|Osteonecrosis Explained||| Print ||
How many times have you heard of a patient who suffers with arthritis? The word "arthritis" is often used as a sort of umbrella term describing pain and stiffness in the joints. In reality, there are more than 100 different types of arthritis. Many of these, including osteonecrosis, can have an irreversible and debilitating effect on the body.
What is Osteonecrosis?
Osteonecrosis is a severe form of arthritis in which the bone loses its blood supply. As the disease progresses, the affected bones and joints will disintegrate, ultimately causing the death of the bone. It's difficult for doctors to treat this condition in its early stages, because the patient does not usually manifest symptoms until the disease has reached an advanced stage.
The most common symptoms of osteonecrosis are sensations of pain and stiffness following a period of physical activity. Many patients who develop osteonecrosis in the hip will experience concentrated pain in the groin area. In the early stages of the disease, pain is evident only when the affected area is in use. As the disease becomes more advanced, pain is felt even while the joint is at rest.
Doctors are able to make a positive diagnosis of osteonecrosis through the use of X-rays. However, X-rays are only able to reveal cases that have progressed beyond the initial stages. Some healthcare professionals will also use magnetic resonance imaging (MRIs) to detect tissue damage. Some patients will require a CAT scan before a firm diagnosis can be made.

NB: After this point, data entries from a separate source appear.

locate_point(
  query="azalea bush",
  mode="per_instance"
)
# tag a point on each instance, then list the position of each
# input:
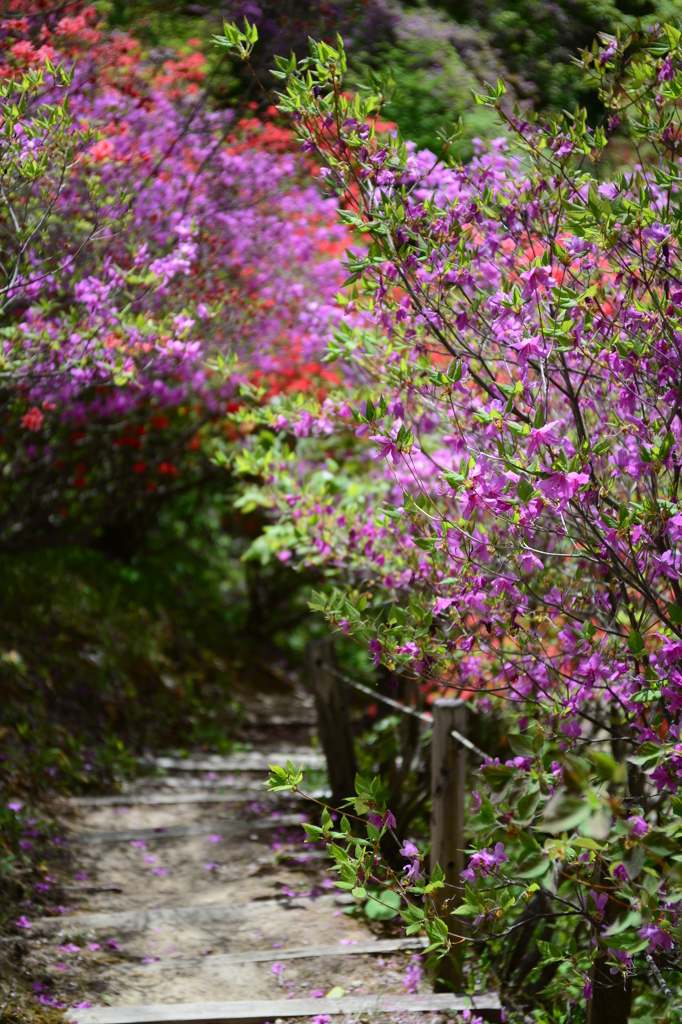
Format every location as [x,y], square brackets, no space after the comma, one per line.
[148,242]
[494,497]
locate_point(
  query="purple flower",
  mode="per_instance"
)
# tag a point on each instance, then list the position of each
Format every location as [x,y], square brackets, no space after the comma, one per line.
[656,233]
[387,450]
[379,820]
[667,73]
[655,936]
[414,975]
[638,826]
[484,862]
[410,852]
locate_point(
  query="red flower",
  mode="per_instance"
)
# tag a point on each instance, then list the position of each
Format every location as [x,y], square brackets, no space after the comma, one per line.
[33,420]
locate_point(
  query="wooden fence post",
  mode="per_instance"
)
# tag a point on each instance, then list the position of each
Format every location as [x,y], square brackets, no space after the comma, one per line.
[449,764]
[333,719]
[611,996]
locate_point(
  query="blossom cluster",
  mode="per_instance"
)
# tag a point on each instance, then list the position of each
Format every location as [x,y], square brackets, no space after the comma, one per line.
[168,253]
[496,491]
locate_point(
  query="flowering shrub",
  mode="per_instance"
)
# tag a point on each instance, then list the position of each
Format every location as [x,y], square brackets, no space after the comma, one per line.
[154,254]
[498,497]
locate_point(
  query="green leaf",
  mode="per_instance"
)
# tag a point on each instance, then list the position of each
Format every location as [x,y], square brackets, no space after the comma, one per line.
[524,491]
[550,952]
[564,814]
[385,906]
[634,861]
[636,643]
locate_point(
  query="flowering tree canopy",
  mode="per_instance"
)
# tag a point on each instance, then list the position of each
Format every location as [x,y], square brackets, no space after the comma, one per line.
[497,493]
[148,245]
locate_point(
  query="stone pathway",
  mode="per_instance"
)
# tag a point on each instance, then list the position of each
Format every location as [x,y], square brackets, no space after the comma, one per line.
[195,899]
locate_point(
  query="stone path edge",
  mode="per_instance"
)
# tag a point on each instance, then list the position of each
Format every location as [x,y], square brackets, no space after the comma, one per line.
[265,955]
[486,1006]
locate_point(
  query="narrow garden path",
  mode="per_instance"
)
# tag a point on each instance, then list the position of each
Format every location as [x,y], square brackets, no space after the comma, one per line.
[194,898]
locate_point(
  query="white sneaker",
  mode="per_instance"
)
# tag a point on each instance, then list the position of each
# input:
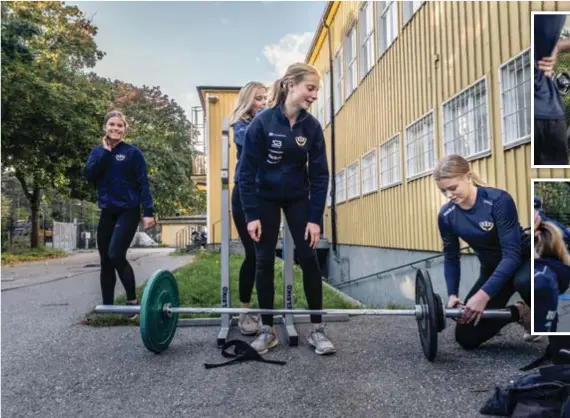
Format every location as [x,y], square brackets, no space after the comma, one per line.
[319,340]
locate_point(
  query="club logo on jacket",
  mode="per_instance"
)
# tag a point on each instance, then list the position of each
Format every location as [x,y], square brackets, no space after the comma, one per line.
[486,225]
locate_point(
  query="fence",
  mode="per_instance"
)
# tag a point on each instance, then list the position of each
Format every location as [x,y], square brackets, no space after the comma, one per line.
[64,236]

Aggressive treatment may be required to stop the disintegration of the joints. The earlier the disease is diagnosed, the better the chance that the affected areas can be saved. If the disease has progressed into the advanced stages, however, it may be too late to treat and save the damaged joints.
Many cases of osteonecrosis will require one of several types of surgical intervention:
* Core Decompression: This is a relatively simple procedure best reserved for cases where the symptoms are still fairly mild. The procedure consists of creating a hole to remove a think layer of the affected bone. This helps increase blood flow to the bone, and reduces pressure.
* Bone Grafting: A common yet complicated procedure used to support affected joints. During the grafting process, healthy bone is removed from one part of the body and used to replace dead bone in the affected area. This surgery is reserved for patients experiencing osteonecrosis in its final stage. Following a bone graft, the patient will be required to use an assistive device for up to a year after surgery, to promote healing.
* Osteotomy: Doctors perform an osteotomy by cutting the bone below the affected area. The bone is then turned, allowing the healthy part of the bone to become the new weight-bearing area. It is a complicated procedure and reserved for patients experiencing advanced osteonecrosis.
* Arthoplasty: Also known as a total hip replacement, this surgery is only used when the entire hip socket has become diseased. The damaged hip is removed, and an artificial joint is inserted in place.
When an osteonecrosis diagnosis is made early enough, it may be possible to treat the disease without surgery. Doctors may choose to prescribe drug therapies in an attempt to keep the disease from progressing. Medications, when combined with exercise and assistive devices, can be used successfully in less advanced cases. Researchers are now working to produce new medications that help to promote the growth of new bone matter while increasing blood flow to the damaged joints.
Like most diseases, early detection is key to successful treatment of osteonecrosis, however it is not easily diagnosed. If you feel that you may be experiencing the symptoms of osteonecrosis, ask your doctor to perform further tests. If diagnosed early enough, you may be able to treat the condition and relieve the symptoms without surgery.